La finance doit payer. Pas de manifestations cette année mais le monde du travail fait preuve d'une prise de conscience que les choses ne pourront plus aller comme avant.

Ce ne sont pas les boursicoteurs qui font tourner le pays, ce ne sont pas les « premiers de cordée » de la macronie qui sauvent des vies, ce ne sont pas les technocrates bourreaux de postes de fonctionnaires que les Français applaudissent à leurs fenêtres chaque soir.

La France des salariés du secteur privé, des agents du service public, celle des travailleurs uberisés, est aujourd’hui partagée entre inquiétude et espérance lorsqu’elle songe au monde qui vient. Cette France-là a décidé de ne plus s’en laisser compter et promet de ne pas payer pour d’autres le prix de la crise qui est en cours.

Un premier mai festif et offensif

Pour ce 1er mai, de nombreuses banderoles étaient accrochées aux fenêtres pour soutenir l’ensemble des revendications de ceux qui travaillent pour faire vivre la société. Elles sont simples : des emplois, des augmentations de salaires, l’arrêt des fermetures de lits et des hôpitaux de proximité.

Les applaudissements en soutien du personnels soignants, ne suffiront plus. Les menaces pour fermer des centaines de milliers de lits sont présentes. Les directions des hôpitaux avec les agences régionales de santé considèrent que l’épidémie n'est qu'une parenthèse. Le retour des activités se ferait donc sur la base des plans de restructurations prévus antérieurement.
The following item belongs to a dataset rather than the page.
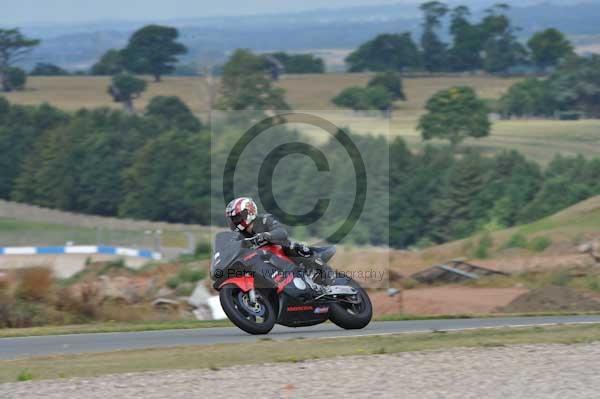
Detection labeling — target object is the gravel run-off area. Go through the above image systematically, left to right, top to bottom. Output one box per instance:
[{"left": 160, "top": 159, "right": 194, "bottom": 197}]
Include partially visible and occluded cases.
[{"left": 0, "top": 343, "right": 600, "bottom": 399}]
Le personnel de santé doit être soutenu pour que tous ces plans soient annulés et qu’un vrai débat sur l’avenir de l’hôpital public ait lieu, au regard de l’incurie des responsables dans la gestion de la crise.

Le pire est que demain, au nom de la crise, se profile le fait que le monde du travail soit encore la variable d’ajustement d’une relance économique qui veut reproduire le même modèle qu’avant.

Un demain pour l'être humain

Chaque citoyen doit avoir accès à des masques gratuits et aux normes. Il est irresponsable de les renvoyer au civisme en leur demandant de les produire !

Le retour à l’école suscite beaucoup d'inquiétudes, pour les enfants, les enseignant et les parents. Le chômage partiel pour permettre la garde d’enfant va s’arrêter. Comment aller travailler s’il n’y a pas de mode de garde ?

Sanofi va, de son côté, verser 4,5 milliards d’euros de dividendes. Une taxe de 4,5 milliards d’euros sur Sanofi serait la bienvenue pour financer la recherche. Ces fonds pourraient permettre de trouver un vaccin qui puisse être produit hors du marché, à prix coûtant pour l’ensemble de la population mondiale, un vaccin qui soit un bien commun, public, mondial.

Il est impératif d'aller chercher l’argent là où il est et demander à ce que la BCE joue véritablement son rôle, prêter directement aux États sans passer par les marchés spéculatifs pour leur permettre d’investir.